PEYTON JONES: It was a funny paper, though, wasn’t it, because it straddles everything from user studies right the way through to a proof of most principal generalization, but we found it quite difficult to publish. 

GORDON: We did. We shouldn’t be bitter. Let’s not be bitter, Simon.  

[LAUGHTER] 

PEYTON JONES: We’re not bitter at all. 

GORDON: We’re not bitter. 

PEYTON JONES: And in our field, there are kind of three major programming language conferences— ICFP, POPL, and PLDI—and on this one, we got the clean sweep. We were rejected by ICFP, rejected by POPL, and rejected by PLDI. 

GORDON: Bravo.  

[LAUGHTER] 

PEYTON JONES: That’s right. It was a great paper. It is now published in the Journal of Functional Programming. 

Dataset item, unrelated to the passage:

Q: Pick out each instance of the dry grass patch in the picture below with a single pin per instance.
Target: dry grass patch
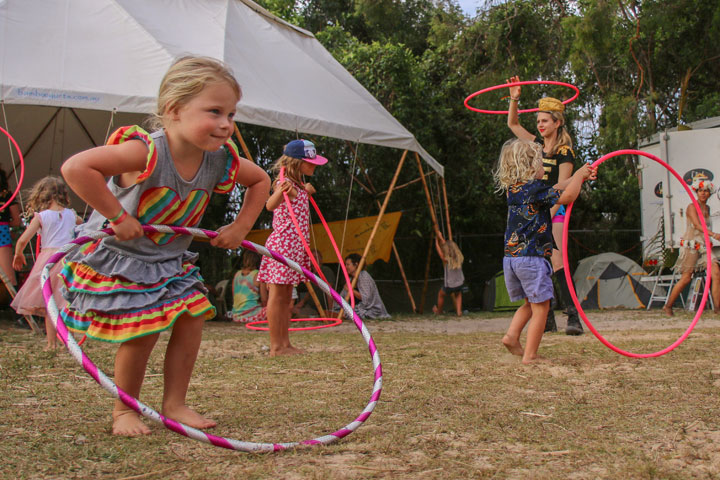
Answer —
(454, 405)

GORDON: We’re laughing now. 

PEYTON JONES: It’s a funny story, but there’s a thing behind it, which is that it is interdisciplinary work, right? It covers the stretch from programming languages theory through to HCI. That means it doesn’t actually fit in any of the existing buckets very neatly. So, that can be a challenge when you’re doing interdisciplinary research. 

GORDON: I think it is a shame that these programming language conferences have a hard time, you know, accepting papers that use HCI methods. I’d love it if we could start to have maybe tracks of HCI research at these conferences or co-locate with HCI conferences. 

PEYTON JONES: Yeah, but after all, what’s the purpose of a programming language? It is the user interface for the computer, isn’t it? The measure of whether a programming language is any good is whether it helps people get programs to work correctly, more quickly, so it’s an HCI problem, programming. 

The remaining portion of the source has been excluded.